Intervenant hier au Café politique de la Fondation Friedrich-Ebert-Stiftung, le coordonnateur du CIDEP, Emmanuel Kanyinda a procédé à un décryptage sans complaisance des défis universitaires en République Démocratique du Congo. Devant un parterre d'une centaine d'invités réunis hier jeudi 30 juillet au Cercle Elaïs de Kinshasa, le conférencier s'exprimait dans le cadre du Café politique mensuel coorganisé par la Fondation Friedrich-Ebert-Stiftung et la Dynamique des Politologues Congolais (DYPOL).

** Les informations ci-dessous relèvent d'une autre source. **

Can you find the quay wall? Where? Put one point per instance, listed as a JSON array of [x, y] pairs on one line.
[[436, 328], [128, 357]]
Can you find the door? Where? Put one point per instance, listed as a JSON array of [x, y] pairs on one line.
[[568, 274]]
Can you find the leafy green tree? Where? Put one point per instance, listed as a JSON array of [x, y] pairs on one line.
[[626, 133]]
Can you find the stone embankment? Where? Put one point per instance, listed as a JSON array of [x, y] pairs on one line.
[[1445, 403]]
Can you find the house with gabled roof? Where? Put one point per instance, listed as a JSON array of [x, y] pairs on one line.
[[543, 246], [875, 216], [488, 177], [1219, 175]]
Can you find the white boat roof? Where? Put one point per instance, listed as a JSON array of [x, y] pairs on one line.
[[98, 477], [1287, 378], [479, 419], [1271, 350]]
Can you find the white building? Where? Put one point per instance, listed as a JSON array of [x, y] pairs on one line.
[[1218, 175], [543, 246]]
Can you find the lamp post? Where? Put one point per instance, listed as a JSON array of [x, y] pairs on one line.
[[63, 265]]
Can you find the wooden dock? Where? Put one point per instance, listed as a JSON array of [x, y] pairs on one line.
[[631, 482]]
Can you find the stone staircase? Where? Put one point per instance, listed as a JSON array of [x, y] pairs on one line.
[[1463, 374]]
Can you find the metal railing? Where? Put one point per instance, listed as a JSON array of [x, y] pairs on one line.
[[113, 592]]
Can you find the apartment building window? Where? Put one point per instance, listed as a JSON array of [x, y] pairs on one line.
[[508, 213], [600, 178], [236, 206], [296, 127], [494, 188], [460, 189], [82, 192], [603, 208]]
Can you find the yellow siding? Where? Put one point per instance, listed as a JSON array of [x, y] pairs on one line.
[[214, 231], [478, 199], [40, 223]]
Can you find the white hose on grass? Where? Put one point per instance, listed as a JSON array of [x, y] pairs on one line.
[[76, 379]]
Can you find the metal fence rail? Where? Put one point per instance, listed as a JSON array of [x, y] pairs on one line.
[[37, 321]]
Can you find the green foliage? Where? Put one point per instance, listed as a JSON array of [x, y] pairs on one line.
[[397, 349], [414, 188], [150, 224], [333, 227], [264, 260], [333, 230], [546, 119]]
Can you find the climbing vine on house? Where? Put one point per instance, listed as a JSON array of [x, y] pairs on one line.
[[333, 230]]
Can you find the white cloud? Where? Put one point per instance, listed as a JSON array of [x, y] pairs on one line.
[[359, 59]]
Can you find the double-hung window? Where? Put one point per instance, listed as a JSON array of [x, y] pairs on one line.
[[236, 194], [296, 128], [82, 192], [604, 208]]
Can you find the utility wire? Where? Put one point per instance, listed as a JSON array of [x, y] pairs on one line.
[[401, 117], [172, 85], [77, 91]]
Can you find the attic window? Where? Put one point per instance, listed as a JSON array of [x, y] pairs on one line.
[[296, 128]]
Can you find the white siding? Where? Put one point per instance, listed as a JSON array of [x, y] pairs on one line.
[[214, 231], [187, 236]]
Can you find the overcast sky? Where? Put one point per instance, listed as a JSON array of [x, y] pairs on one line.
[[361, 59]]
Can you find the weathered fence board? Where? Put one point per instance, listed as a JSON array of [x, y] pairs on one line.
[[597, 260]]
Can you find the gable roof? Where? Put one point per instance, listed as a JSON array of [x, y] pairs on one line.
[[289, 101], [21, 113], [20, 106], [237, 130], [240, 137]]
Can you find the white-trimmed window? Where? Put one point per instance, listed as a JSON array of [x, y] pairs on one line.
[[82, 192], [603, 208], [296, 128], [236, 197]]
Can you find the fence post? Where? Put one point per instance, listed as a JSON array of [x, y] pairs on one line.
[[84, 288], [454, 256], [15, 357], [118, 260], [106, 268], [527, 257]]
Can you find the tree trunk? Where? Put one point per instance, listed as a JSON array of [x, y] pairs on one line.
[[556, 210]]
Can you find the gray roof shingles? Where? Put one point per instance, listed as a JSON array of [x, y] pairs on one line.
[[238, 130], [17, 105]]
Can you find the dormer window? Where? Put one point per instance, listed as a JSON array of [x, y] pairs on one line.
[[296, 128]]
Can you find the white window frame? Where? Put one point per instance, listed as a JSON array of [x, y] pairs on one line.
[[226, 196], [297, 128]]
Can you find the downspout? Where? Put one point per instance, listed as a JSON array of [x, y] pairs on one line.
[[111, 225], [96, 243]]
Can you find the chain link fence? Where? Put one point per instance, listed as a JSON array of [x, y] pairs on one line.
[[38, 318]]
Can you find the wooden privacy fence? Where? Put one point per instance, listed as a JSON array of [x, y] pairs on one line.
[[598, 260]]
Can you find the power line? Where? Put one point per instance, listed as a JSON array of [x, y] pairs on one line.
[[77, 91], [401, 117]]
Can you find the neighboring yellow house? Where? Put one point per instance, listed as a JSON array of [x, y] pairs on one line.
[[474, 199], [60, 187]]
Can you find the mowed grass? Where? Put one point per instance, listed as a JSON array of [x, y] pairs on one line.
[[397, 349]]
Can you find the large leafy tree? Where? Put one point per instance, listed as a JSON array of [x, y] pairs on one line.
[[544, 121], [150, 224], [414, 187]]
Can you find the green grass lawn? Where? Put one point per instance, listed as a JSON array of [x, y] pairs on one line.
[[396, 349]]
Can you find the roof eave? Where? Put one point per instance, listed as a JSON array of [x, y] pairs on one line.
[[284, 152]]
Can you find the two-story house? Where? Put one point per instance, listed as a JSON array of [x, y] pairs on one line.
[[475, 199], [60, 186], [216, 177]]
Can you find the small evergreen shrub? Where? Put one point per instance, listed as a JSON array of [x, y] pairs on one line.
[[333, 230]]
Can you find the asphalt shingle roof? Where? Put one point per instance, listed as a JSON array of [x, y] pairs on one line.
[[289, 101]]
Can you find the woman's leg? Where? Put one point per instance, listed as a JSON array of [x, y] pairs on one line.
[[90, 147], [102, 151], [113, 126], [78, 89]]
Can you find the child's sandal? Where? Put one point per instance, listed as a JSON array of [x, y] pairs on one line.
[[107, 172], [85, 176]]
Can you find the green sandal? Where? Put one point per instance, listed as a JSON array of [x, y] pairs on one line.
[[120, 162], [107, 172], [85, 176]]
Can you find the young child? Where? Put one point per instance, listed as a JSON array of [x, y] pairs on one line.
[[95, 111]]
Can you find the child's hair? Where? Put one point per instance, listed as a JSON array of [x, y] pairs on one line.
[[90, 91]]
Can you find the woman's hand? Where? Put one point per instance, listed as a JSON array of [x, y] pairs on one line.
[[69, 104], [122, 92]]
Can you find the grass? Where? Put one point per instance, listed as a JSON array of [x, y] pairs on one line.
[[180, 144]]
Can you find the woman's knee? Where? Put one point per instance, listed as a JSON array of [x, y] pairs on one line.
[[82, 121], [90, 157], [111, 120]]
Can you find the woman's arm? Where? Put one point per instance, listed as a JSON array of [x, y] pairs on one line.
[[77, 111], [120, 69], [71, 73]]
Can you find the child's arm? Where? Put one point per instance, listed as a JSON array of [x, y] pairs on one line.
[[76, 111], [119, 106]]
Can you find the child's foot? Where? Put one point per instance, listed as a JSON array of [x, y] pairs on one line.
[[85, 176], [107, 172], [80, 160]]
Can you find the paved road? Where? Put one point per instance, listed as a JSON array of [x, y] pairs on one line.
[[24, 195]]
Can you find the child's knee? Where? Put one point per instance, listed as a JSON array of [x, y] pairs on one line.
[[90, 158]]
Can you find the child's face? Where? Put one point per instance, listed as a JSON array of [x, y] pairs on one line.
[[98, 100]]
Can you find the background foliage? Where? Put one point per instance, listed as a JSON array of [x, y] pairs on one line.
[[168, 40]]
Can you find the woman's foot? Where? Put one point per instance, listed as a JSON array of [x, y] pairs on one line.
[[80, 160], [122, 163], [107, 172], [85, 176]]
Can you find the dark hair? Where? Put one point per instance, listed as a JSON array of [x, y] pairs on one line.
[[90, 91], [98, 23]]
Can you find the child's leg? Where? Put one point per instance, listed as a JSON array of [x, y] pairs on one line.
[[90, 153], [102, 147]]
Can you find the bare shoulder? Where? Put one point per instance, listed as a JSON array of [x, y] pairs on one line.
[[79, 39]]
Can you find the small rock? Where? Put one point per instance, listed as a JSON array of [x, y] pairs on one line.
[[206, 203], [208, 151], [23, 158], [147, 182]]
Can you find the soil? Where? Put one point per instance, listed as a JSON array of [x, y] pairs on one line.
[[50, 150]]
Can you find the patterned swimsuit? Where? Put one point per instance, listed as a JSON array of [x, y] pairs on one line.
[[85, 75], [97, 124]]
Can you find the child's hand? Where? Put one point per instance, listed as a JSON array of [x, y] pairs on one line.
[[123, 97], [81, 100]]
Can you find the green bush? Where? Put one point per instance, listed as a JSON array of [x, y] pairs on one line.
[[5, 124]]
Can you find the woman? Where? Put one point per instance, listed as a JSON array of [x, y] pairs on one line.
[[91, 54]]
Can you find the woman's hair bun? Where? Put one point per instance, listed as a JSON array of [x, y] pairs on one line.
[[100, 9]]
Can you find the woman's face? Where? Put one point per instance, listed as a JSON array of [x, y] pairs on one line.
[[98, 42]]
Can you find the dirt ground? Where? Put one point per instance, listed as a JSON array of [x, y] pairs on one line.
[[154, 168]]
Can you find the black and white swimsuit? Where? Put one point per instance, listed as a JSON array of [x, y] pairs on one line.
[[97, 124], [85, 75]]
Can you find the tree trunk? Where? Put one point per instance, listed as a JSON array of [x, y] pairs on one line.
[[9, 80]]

Fustigeant "la précipitation avec laquelle les réformes ont été menées à l'Enseignement Supérieur et universitaire" il y a quelques années, dans l'optique d'offrir au pays des diplômes acceptés à l'étranger, l'orateur a mis le curseur sur une vérité qu'il estime fondamentale : aucun développement national n'est possible sans l'assainissement et la valorisation préalable du système éducatif et de la recherche scientifique.
Emmanuel Kanyinda a ainsi décrié l'obsolescence des infrastructures et le manque de préparation des structures d'accueil qui ont précédé la mise en œuvre du système LMD en RDC.
Veiller à la qualité de l'enseignement
D'entrée de jeu, cet enseignant méticuleux a souligné que l'évolution de l'enseignement supérieur impose des exigences strictes. Évoquant l'ancien système PADEM des années 2000 - conçu pour moderniser l'université, mais voué à l'échec par manque de préparation -, Emmanuel Kanyinda a rappelé que la base de toute émergence réside dans la qualité de son éducation.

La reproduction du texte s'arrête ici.